Le début du documentaire d'Olivier Ducray qu'il consacre au travail d'une infirmière libérale est une succession ininterrompue de visites chez de vieilles gens. Comme la professionnelle de santé que l'on suit est une vraie tornade de bonne humeur, nous n'avons guère le temps de souffler ni de bien intégrer visuellement toutes ces personnes. Nous sommes pris par le tourbillon de ses entrées et sorties, par tous ces échanges empreints de gentillesse, de tendresse mais aussi de bon sens. Françoise, l'infirmière est souvent la seule visite que ces personnes auront dans la journée. Elle est celle qui apporte le monde dans une vie de solitude où parfois seule la télé permet d'être relié à la réalité contemporaine. Elle est celle qui apporte aussi la gaieté, des mots de réconfort, de soutien, stimulant les uns, délirant avec d'autres, épaulant ceux qui lâchent prise, se transformant souvent en confidente. "La vie des gens" c'est à la fois le magnifique portrait d'une infirmière pour qui son métier est un mélange de soin mais surtout d'échanges attentifs, mais aussi un regard lucide, plein de tendresse sur l'isolement et la dépendance des personnes âgées.

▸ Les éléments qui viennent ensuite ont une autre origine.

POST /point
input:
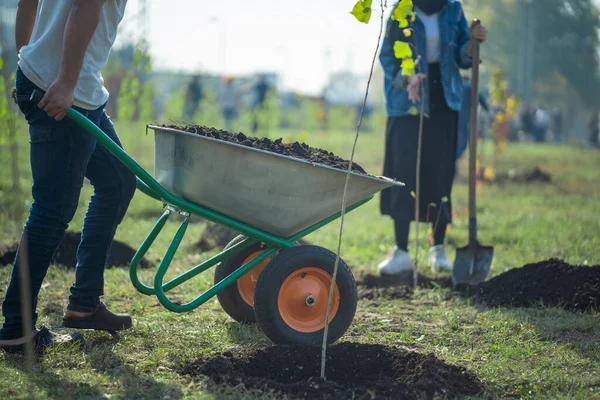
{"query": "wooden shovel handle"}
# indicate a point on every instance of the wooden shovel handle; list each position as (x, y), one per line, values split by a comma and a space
(473, 141)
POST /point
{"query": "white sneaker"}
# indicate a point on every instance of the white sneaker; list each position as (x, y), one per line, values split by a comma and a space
(438, 259)
(397, 262)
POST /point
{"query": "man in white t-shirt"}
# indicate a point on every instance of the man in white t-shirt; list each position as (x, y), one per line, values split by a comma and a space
(63, 46)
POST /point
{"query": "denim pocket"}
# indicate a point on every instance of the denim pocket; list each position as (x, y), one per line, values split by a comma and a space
(40, 133)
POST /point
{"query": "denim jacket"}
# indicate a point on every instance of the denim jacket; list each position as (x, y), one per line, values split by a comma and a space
(454, 41)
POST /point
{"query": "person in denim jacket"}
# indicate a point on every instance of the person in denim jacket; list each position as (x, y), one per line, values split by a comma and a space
(442, 40)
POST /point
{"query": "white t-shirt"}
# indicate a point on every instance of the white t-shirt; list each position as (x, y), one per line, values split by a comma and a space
(432, 33)
(40, 59)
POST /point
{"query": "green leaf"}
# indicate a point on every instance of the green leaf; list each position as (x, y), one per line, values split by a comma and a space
(402, 50)
(362, 11)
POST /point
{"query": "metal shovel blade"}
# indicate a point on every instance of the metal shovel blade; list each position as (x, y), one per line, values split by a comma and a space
(472, 265)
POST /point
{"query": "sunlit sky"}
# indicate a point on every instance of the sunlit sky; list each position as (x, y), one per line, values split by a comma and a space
(288, 37)
(304, 41)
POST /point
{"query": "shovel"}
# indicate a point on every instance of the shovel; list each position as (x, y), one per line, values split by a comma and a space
(473, 262)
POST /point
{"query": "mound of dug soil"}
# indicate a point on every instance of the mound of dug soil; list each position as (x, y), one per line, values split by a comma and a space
(372, 287)
(120, 254)
(296, 150)
(354, 371)
(552, 283)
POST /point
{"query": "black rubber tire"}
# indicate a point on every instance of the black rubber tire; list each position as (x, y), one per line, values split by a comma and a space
(230, 299)
(276, 272)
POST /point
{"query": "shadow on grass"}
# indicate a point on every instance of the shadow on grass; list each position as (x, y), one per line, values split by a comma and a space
(246, 335)
(53, 385)
(134, 385)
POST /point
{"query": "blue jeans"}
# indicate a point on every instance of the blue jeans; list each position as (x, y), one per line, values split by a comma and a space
(62, 155)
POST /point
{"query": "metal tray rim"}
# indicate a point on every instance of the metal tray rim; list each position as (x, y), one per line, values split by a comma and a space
(373, 177)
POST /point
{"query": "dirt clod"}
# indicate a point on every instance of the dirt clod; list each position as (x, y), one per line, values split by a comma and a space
(372, 287)
(120, 254)
(296, 150)
(354, 371)
(551, 283)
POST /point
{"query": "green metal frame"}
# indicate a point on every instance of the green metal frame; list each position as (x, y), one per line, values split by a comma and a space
(148, 185)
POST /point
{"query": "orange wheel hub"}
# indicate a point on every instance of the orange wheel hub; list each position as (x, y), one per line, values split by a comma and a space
(247, 283)
(303, 297)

Hou là, va-t-on me dire, pas envie d'aller voir ce que, de plus en plus, on ne essaie de ne pas voir ou d'oublier. Et vous aurez tort ! Le réalisateur , Olivier Ducray, a un vrai regard de cinéaste. En suivant Françoise, il pénètre au début dans les appartements du bout de la caméra, filmant pudiquement des objets disposés là, évoquant ainsi en quelques secondes toute une vie, puis s'attarde petit à petit, même après le départ de l'infirmière, captant un regard mélancolique disant toute cette solitude subie, une réflexion drôle ou complice aussi.
Réalisé sur une année, à raison de 3 ou 4 jours de tournage chaque mois, le temps, rythmé par les saisons, est ici une unité de mesure dont on perçoit toutes les nuances : le temps qui passe, le temps qui reste, le temps qui a filé trop vite, le temps qui ne passe pas tellement la solitude est pesante....
Tous ces hommes et toutes ces femmes qui savent que leur temps est compté, s'appuient sur l'infirmière. Ils savent bien qu'elle fera tout ce qu'il faut pour qu'il puisse au moins mourir chez eux, car c'est son désir aussi à elle. Sans pathos, sans jamais leur mentir sur leur sort, en étant concrète, mais magnifiquement humaine, elle va les accompagner avec force, humour et grande tendresse. Au fil du temps, ces personnes nous deviennent familières et je défie quiconque de ne pas y retrouver, qui un parent, qui un grand parent... L'effet miroir est aussi garanti, ayant sous les yeux le sort qui nous attend peut être. Malgré cela, on sort de la salle avec la délicieuse impression d'avoir rencontrer des personnes formidables. Bien sûr, Françoise, l'infirmière est une nature, un vrai personnage, une femme comme on aimerait en rencontrer plus tard, quand notre corps commencera à lâcher d'un peu partout. Mais toutes ces personnes âgées, aussi différentes soient-elles, s'invitent dans nos vies et par la grâce d'une caméra complice, deviennent eux aussi des familiers auxquels on s'attache.